I bought 2 kg that day and lived to regret it. The nice lady at the stall, without my asking for a discount, said she would let me have them at RM35.00 but when I got home, I spent THE WHOLE MORNING peeling them and removing their heads and slicing the back to get rid of the vein. Gosh!!! That was so tedious, such a dreadful chore!!! Looking on the bright side, I did manage to get quite a lot…

…for use – that should last for quite sometime! I’ve packed them in convenient packs so we can just take out what we need each time, no need to take them all out to defrost, use a bit and refreeze the rest. It is not good to defrost and refreeze stuff like that all the time.

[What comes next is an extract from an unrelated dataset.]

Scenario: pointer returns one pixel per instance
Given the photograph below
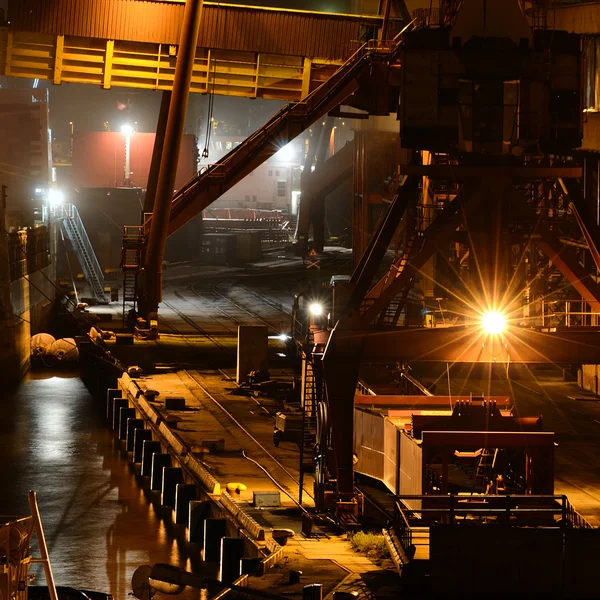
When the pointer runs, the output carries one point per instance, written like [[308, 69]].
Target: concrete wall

I also bought some sotong (squid)…

…too that morning. They were not that big that day so my missus had to spend hours cleaning them while I was doing the prawns.

She cooked sambal sotong

…with them and nasi lemak (just the rice in santan/coconut milk). We sure enjoyed that to the max especially when we had not had any nasi lemak for such a long time. I am still avoiding the shops and stalls in the kampung area here even though the cluster seems a little bit quiet for a while now – I’m sure everyone would agree that at a time like this, with the pandemic raging on and on like it is never going to end, it sure pays to be careful.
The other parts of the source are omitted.